The hostslist table can now be used to check host logins against an available user list.

Turning Data into Events

The second mode is to use the SQLite reader to output the input data as events. Typically there are two reasons to do this. First, the structure of the input data is too complicated for a direct table import. In this case, the data can be read into an event which can then create the necessary data structures in Zeek in scriptland. Second, the dataset is too big to hold in memory. In this case, event-driven ingestion can perform checks on-demand.

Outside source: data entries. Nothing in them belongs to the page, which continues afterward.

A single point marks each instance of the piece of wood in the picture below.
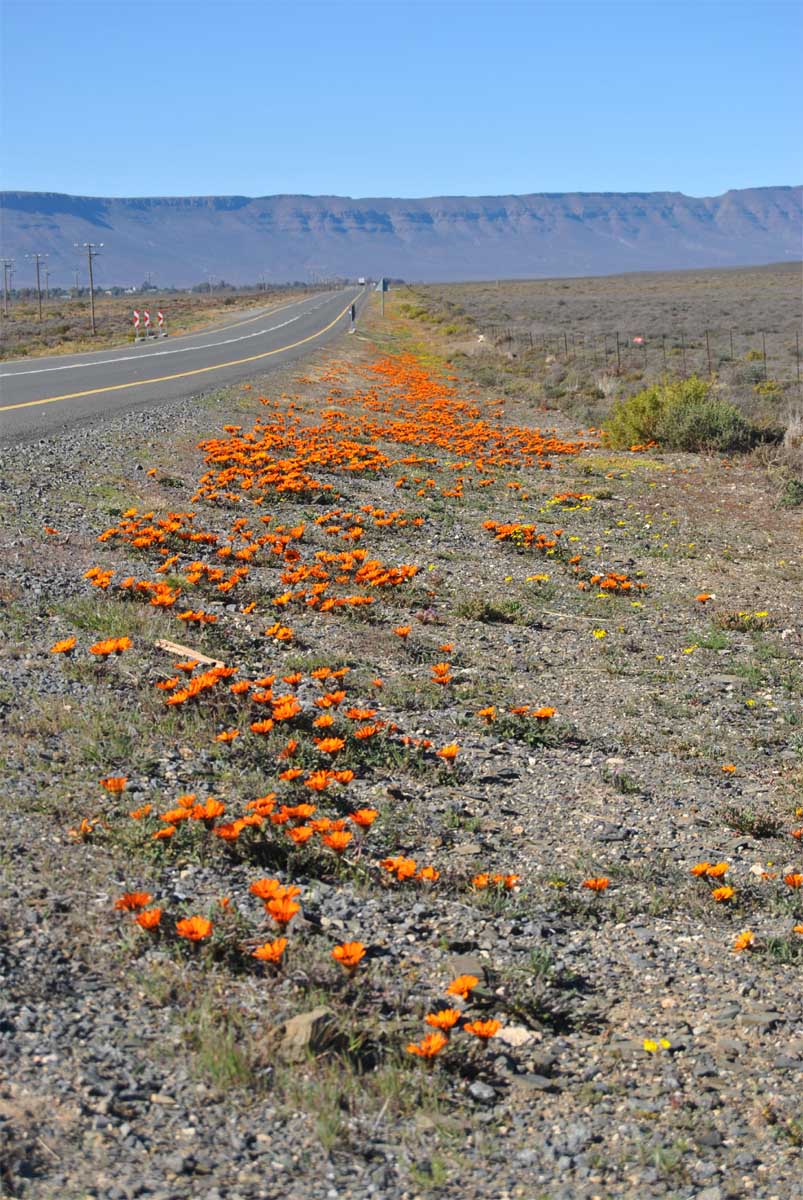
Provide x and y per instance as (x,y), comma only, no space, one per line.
(186,652)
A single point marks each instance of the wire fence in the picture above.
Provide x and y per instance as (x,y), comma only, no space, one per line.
(762,355)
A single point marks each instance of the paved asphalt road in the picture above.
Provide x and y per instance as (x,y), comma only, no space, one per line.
(41,396)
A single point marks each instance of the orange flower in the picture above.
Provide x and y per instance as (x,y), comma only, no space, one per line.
(195,929)
(64,646)
(114,784)
(402,868)
(430,1045)
(149,918)
(449,753)
(282,910)
(483,1030)
(364,817)
(271,952)
(462,987)
(349,955)
(444,1019)
(337,840)
(132,900)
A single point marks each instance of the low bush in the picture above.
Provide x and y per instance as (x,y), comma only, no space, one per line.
(679,415)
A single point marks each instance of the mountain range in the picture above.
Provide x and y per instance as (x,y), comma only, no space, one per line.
(185,240)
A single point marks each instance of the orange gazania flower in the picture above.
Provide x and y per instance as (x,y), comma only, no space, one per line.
(444,1019)
(462,987)
(430,1045)
(64,646)
(282,909)
(227,736)
(483,1030)
(149,918)
(132,900)
(271,952)
(300,834)
(349,955)
(402,868)
(195,929)
(337,840)
(114,783)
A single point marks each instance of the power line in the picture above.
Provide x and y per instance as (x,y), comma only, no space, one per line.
(37,258)
(93,250)
(7,269)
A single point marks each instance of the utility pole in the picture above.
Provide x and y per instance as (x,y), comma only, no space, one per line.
(37,258)
(93,250)
(7,268)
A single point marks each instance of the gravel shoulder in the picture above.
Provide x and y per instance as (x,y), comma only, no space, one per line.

As an example, let’s consider a large database with malware hashes. Live database queries allow us to cross-check sporadically occurring downloads against this evolving database. The SQLite commands to create the schema are as follows:

create table malware_hashes (
    hash text unique not null,
    description text not null);

insert into malware_hashes values ('86f7e437faa5a7fce15d1ddcb9eaeaea377667b8', 'malware a');
insert into malware_hashes values ('e9d71f5ee7c92d6dc9e92ffdad17b8bd49418f98', 'malware b');
insert into malware_hashes values ('84a516841ba77a5b4648de2cd0dfcb30ea46dbb4', 'malware c');
insert into malware_hashes values ('3c363836cf4e16666669a25da280a1865c2d2874', 'malware d');
insert into malware_hashes values ('58e6b3a414a1e090dfc6029add0f3555ccba127f', 'malware e');
insert into malware_hashes values ('4a0a19218e082a343a1b17e5333409af9d98f0f5', 'malware f');
insert into malware_hashes values ('54fd1711209fb1c0781092374132c66e79e2241b', 'malware g');
insert into malware_hashes values ('27d5482eebd075de44389774fce28c69f45c8a75', 'malware h');
insert into malware_hashes values ('73f45106968ff8dc51fba105fa91306af1ff6666', 'ftp-trace');

The following code uses the file-analysis framework to get the sha1 hashes of files that are transmitted over the network. For each hash, a SQL-query runs against SQLite. If the query returns a result, we output the matching hash.

@load frameworks/files/hash-all-files

type Val: record {
   hash: string;
   description: string;
};

event line(description: Input::EventDescription, tpe: Input::Event, r: Val)
   {
   print fmt("malware-hit with hash %s, description %s", r$hash, r$description);
   }

global malware_source = "/var/db/malware";

event file_hash(f: fa_file, kind: string, hash: string)
   {

   # check all sha1 hashes
   if ( kind=="sha1" )
       {
       Input::add_event(
           [
           $source=malware_source,
           $name=hash,
           $fields=Val,
           $ev=line,
           $want_record=T,
           $config=table(
               ["query"] = fmt("select * from malware_hashes where hash='%s';", hash)
               ),
           $reader=Input::READER_SQLITE
           ]);
       }
   }

event Input::end_of_data(name: string, source:string)
   {
   if ( source == malware_source )
       Input::remove(name);
   }

If you run this script against the trace in testing/btest/Traces/ftp/ipv4.trace, you will get one hit.